Hello,
I am trying to implement the model discussed in this article. I outlined it below:
Y_{n \times d} \sim Multinomial(N, p) \\
p_i \sim Dirichlet(\theta_i) \\
log(\theta_i) = \alpha_i + X_{n \times m}\beta_{i} \\
\alpha_i \sim N(0, 10^2); \\
\beta_{i, j} = \tau_j \tilde{\lambda}_{i, j} z_{i, j};\\
\tilde{\lambda}_{i, j} = \frac{exp\{\lambda_{i, j}\}}{1 + exp\{\lambda_{i, j}\}};\\
\lambda_{i, j} \sim N(0, 10^2);\\
\tau_j \sim Half-Cauchy(0, 1);\\
z_{i, j} \sim N(0, 1).\\
for i = 1, \ldots, d and j = 1, \ldots, m.
STAN implementation:
data {
int < lower =0> n; // number of observations
int < lower =0> d; // number of responses
int < lower =0> m; // number of predictors
matrix[n, m] x[d]; // outputs
int y[n, d]; // inputs
real < lower =1> nu_global ; // degrees of freedom for the half -t priors for tau
real < lower =0> scale_global ; // scale for the half -t prior for tau
real nu_local;
real < lower =0> scale_local ;
real < lower =0> scale_intercept ;
}
parameters {
row_vector < lower =0>[m] tau; // global shrinkage parameter
row_vector[d] beta0;
row_vector[m] z[d];
vector<lower = 0, upper = 1>[n] p[d];
row_vector[m] lambda[d];
}
transformed parameters {
vector[m] beta[d] ; // regression coefficients
row_vector[m] lambda_tilde[d] ;
vector[n] theta[d]; // latent function values
for (i in 1:d){
lambda_tilde[i] = inv_logit(lambda[i]);
beta[i] = to_vector(tau .* lambda_tilde[i] .* z[i]);
theta[i] = exp(x[i]*beta[i]) ;
}
}
model {
beta0 ~ normal(0, scale_intercept);
tau ~ student_t(nu_global, 0, scale_global);
for (i in 1:d){
z[i] ~ normal(0, 1);
lambda[i] ~ normal(nu_local, scale_local);
}
for (j in 1:n){
p[j] ~ dirichlet(theta[j]);
y[j] ~ multinomial(p[j]);
}
In R with a reproducible example:
library(rstan)
n <- 30
d <- 10
x <- sample(c(0, 1), size = n, replace = TRUE)

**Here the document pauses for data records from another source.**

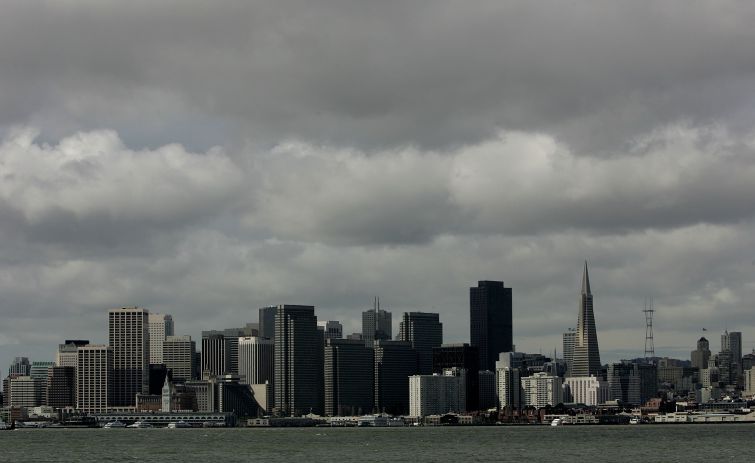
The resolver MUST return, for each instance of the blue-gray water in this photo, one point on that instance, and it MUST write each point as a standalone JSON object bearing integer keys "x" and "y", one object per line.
{"x": 661, "y": 443}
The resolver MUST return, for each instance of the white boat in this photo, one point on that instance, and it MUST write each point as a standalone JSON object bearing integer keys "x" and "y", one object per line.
{"x": 114, "y": 424}
{"x": 140, "y": 425}
{"x": 178, "y": 425}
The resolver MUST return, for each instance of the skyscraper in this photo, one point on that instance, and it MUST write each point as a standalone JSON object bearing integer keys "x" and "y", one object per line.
{"x": 298, "y": 361}
{"x": 490, "y": 314}
{"x": 160, "y": 326}
{"x": 586, "y": 360}
{"x": 128, "y": 331}
{"x": 423, "y": 331}
{"x": 376, "y": 324}
{"x": 349, "y": 378}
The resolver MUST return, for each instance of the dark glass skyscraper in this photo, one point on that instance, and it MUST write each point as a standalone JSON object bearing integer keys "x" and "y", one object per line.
{"x": 490, "y": 313}
{"x": 423, "y": 331}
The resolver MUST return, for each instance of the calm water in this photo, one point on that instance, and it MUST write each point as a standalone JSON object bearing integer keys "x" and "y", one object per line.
{"x": 662, "y": 443}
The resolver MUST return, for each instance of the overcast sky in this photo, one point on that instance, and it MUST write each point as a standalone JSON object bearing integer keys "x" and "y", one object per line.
{"x": 205, "y": 159}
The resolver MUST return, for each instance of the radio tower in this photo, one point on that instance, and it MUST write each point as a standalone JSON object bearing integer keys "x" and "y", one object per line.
{"x": 649, "y": 345}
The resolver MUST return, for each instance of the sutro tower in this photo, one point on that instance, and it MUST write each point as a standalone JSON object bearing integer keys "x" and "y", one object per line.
{"x": 649, "y": 345}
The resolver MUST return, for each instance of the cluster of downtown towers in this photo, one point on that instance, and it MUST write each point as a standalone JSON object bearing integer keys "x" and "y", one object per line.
{"x": 295, "y": 366}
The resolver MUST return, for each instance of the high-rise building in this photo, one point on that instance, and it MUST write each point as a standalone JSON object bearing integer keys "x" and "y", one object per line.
{"x": 462, "y": 356}
{"x": 349, "y": 378}
{"x": 94, "y": 378}
{"x": 590, "y": 390}
{"x": 586, "y": 360}
{"x": 20, "y": 367}
{"x": 568, "y": 345}
{"x": 61, "y": 387}
{"x": 437, "y": 394}
{"x": 179, "y": 357}
{"x": 490, "y": 315}
{"x": 160, "y": 326}
{"x": 256, "y": 360}
{"x": 701, "y": 355}
{"x": 624, "y": 382}
{"x": 423, "y": 331}
{"x": 298, "y": 361}
{"x": 267, "y": 322}
{"x": 128, "y": 331}
{"x": 395, "y": 361}
{"x": 376, "y": 324}
{"x": 541, "y": 389}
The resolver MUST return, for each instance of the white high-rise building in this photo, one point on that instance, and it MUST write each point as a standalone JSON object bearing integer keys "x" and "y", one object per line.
{"x": 436, "y": 394}
{"x": 256, "y": 359}
{"x": 587, "y": 390}
{"x": 160, "y": 326}
{"x": 128, "y": 331}
{"x": 94, "y": 378}
{"x": 541, "y": 389}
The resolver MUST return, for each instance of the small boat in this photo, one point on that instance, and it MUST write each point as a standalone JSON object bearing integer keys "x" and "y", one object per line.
{"x": 140, "y": 425}
{"x": 178, "y": 425}
{"x": 114, "y": 424}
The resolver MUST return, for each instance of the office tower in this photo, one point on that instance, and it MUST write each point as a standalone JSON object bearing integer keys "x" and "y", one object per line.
{"x": 437, "y": 394}
{"x": 395, "y": 361}
{"x": 160, "y": 326}
{"x": 179, "y": 357}
{"x": 66, "y": 355}
{"x": 349, "y": 378}
{"x": 376, "y": 324}
{"x": 490, "y": 314}
{"x": 590, "y": 391}
{"x": 732, "y": 342}
{"x": 586, "y": 360}
{"x": 256, "y": 360}
{"x": 128, "y": 331}
{"x": 568, "y": 343}
{"x": 267, "y": 322}
{"x": 701, "y": 355}
{"x": 423, "y": 331}
{"x": 19, "y": 367}
{"x": 216, "y": 354}
{"x": 465, "y": 357}
{"x": 61, "y": 387}
{"x": 94, "y": 378}
{"x": 508, "y": 386}
{"x": 333, "y": 330}
{"x": 298, "y": 361}
{"x": 624, "y": 382}
{"x": 542, "y": 389}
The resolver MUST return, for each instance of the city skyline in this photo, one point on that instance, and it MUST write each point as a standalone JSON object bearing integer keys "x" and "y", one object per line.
{"x": 207, "y": 162}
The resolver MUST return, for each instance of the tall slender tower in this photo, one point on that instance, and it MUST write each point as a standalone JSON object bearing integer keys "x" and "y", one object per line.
{"x": 586, "y": 359}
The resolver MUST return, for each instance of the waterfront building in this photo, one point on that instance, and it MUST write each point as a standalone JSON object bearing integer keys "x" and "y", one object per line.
{"x": 395, "y": 361}
{"x": 298, "y": 361}
{"x": 437, "y": 394}
{"x": 159, "y": 326}
{"x": 128, "y": 334}
{"x": 179, "y": 353}
{"x": 256, "y": 360}
{"x": 590, "y": 390}
{"x": 624, "y": 382}
{"x": 490, "y": 321}
{"x": 349, "y": 377}
{"x": 701, "y": 355}
{"x": 542, "y": 389}
{"x": 569, "y": 339}
{"x": 586, "y": 358}
{"x": 94, "y": 378}
{"x": 465, "y": 357}
{"x": 376, "y": 324}
{"x": 423, "y": 331}
{"x": 61, "y": 387}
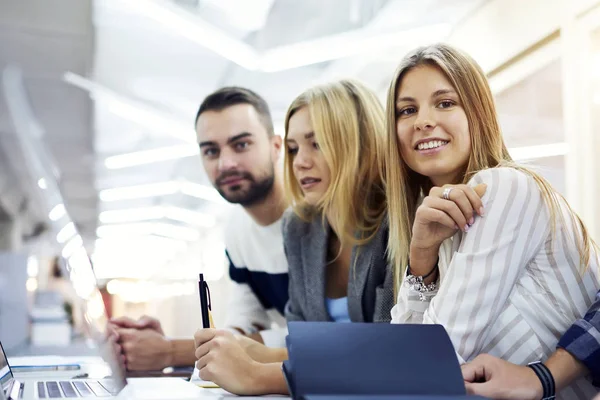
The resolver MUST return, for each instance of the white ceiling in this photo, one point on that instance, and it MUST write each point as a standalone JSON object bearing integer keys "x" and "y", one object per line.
{"x": 111, "y": 77}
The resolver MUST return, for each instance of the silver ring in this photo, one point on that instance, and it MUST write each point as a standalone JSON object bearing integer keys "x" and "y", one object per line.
{"x": 446, "y": 193}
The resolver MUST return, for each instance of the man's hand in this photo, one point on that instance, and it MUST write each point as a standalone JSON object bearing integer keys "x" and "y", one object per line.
{"x": 498, "y": 379}
{"x": 144, "y": 322}
{"x": 222, "y": 360}
{"x": 145, "y": 349}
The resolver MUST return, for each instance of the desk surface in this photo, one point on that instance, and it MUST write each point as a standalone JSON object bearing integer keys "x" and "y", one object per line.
{"x": 96, "y": 368}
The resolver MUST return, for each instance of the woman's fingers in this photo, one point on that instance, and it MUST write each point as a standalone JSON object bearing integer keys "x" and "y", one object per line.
{"x": 451, "y": 209}
{"x": 433, "y": 214}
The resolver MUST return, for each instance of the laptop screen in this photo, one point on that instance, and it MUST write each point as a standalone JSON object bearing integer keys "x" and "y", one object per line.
{"x": 81, "y": 275}
{"x": 6, "y": 376}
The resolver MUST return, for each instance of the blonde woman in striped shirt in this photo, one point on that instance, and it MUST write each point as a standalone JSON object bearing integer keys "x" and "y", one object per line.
{"x": 507, "y": 273}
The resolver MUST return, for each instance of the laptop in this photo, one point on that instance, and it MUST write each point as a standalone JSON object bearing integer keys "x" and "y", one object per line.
{"x": 48, "y": 389}
{"x": 113, "y": 386}
{"x": 116, "y": 385}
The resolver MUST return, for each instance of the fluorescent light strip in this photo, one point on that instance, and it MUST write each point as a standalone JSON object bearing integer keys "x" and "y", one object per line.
{"x": 292, "y": 56}
{"x": 161, "y": 189}
{"x": 66, "y": 233}
{"x": 197, "y": 30}
{"x": 201, "y": 192}
{"x": 345, "y": 45}
{"x": 540, "y": 151}
{"x": 71, "y": 246}
{"x": 57, "y": 212}
{"x": 158, "y": 212}
{"x": 147, "y": 228}
{"x": 150, "y": 156}
{"x": 140, "y": 191}
{"x": 143, "y": 115}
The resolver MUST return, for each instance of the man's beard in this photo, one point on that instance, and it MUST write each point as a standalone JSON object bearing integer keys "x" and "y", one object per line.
{"x": 256, "y": 192}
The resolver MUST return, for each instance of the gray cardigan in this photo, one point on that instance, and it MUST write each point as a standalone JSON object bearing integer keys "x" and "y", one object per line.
{"x": 370, "y": 284}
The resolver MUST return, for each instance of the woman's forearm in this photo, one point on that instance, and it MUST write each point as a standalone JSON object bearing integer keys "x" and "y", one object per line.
{"x": 269, "y": 379}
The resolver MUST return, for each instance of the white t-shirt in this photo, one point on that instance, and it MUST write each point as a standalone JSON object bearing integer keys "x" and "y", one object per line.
{"x": 259, "y": 273}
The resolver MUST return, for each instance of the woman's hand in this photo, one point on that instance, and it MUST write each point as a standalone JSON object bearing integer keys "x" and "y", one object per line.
{"x": 261, "y": 353}
{"x": 222, "y": 360}
{"x": 438, "y": 218}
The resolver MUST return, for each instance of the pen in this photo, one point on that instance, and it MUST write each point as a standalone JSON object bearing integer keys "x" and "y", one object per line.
{"x": 205, "y": 305}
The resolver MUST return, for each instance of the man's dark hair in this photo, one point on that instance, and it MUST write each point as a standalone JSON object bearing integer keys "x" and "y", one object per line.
{"x": 233, "y": 95}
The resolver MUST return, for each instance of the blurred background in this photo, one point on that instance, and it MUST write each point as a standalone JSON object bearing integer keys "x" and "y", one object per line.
{"x": 98, "y": 154}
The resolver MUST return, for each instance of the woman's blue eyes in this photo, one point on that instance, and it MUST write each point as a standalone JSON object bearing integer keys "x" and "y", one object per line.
{"x": 294, "y": 150}
{"x": 411, "y": 110}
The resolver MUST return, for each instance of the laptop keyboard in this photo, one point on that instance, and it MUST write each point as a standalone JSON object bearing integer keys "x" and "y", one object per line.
{"x": 71, "y": 389}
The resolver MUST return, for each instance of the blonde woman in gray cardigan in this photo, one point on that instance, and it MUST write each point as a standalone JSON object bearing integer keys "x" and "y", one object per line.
{"x": 335, "y": 239}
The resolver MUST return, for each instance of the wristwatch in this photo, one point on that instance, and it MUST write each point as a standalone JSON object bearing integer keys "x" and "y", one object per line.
{"x": 546, "y": 378}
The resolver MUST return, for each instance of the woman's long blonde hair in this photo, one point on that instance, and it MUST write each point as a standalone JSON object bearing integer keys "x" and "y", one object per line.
{"x": 349, "y": 125}
{"x": 404, "y": 186}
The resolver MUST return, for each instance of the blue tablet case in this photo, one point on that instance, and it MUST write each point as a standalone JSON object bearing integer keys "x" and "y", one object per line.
{"x": 404, "y": 361}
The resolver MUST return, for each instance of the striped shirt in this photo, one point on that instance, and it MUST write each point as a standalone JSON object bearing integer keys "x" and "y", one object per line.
{"x": 509, "y": 287}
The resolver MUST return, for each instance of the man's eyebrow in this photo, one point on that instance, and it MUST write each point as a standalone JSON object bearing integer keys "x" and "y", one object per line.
{"x": 238, "y": 137}
{"x": 229, "y": 141}
{"x": 207, "y": 143}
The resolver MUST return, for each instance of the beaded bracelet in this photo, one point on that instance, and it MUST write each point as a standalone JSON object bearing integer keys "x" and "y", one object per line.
{"x": 417, "y": 283}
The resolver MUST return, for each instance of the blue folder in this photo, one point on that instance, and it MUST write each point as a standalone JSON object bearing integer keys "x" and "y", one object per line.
{"x": 330, "y": 360}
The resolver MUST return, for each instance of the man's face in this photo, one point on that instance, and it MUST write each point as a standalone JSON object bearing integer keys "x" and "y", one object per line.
{"x": 238, "y": 155}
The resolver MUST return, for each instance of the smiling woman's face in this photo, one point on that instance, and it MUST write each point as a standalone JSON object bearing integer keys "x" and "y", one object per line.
{"x": 431, "y": 124}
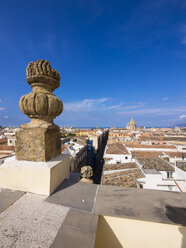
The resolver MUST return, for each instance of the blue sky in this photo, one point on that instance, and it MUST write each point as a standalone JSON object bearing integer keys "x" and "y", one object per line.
{"x": 116, "y": 59}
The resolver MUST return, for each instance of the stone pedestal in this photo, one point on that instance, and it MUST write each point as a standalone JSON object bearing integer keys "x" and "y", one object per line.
{"x": 38, "y": 143}
{"x": 35, "y": 177}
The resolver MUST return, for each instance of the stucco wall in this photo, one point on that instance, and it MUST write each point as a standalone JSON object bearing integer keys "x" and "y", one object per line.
{"x": 128, "y": 233}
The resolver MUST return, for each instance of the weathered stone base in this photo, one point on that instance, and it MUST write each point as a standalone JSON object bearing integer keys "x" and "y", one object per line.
{"x": 35, "y": 177}
{"x": 38, "y": 143}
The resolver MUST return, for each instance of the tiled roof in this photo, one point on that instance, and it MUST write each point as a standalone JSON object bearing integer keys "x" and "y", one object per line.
{"x": 146, "y": 154}
{"x": 175, "y": 154}
{"x": 124, "y": 178}
{"x": 137, "y": 145}
{"x": 116, "y": 148}
{"x": 155, "y": 163}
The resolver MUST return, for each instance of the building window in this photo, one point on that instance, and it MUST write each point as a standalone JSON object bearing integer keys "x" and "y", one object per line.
{"x": 169, "y": 174}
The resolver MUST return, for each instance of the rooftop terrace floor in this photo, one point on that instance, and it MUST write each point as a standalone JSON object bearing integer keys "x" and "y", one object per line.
{"x": 70, "y": 215}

y <- t(rmultinom(n = n, size = 10000, prob = rep(1/d, d)))
stan_data <- list(
n = n,
d = d,
m = 1,
y = y,
x = rep(list(matrix(x)), d),
scale_intercept = 10,
scale_global = 1,
nu_global = 1,
scale_local = 10,
nu_local = 0
)
fit <- stan(
file = "multinomial_dirichlet.stan", # Stan program
data = stan_data, # named list of data
chains = 1, # number of Markov chains
warmup = 1000, # number of warmup iterations per chain
iter = 2000, # total number of iterations per chain
cores = 1, # number of cores (could use one per chain)
refresh = 0, # no progress shown
thin = 1
)
# [1] "Error in sampler$call_sampler(args_list[[i]]) : Initialization failed."
# [2] "In addition: Warning message:"
# [3] "In system(paste(CXX, ARGS), ignore.stdout = TRUE, ignore.stderr = TRUE) :"
# [4] " 'C:/RBUILD~1/4.0/usr/mingw_/bin/g++' not found"
# [1] "error occurred during calling the sampler; sampling not done"
multinomial_dirichlet.stan (1.3 KB)
The error message is not clear for me. Any thoughts?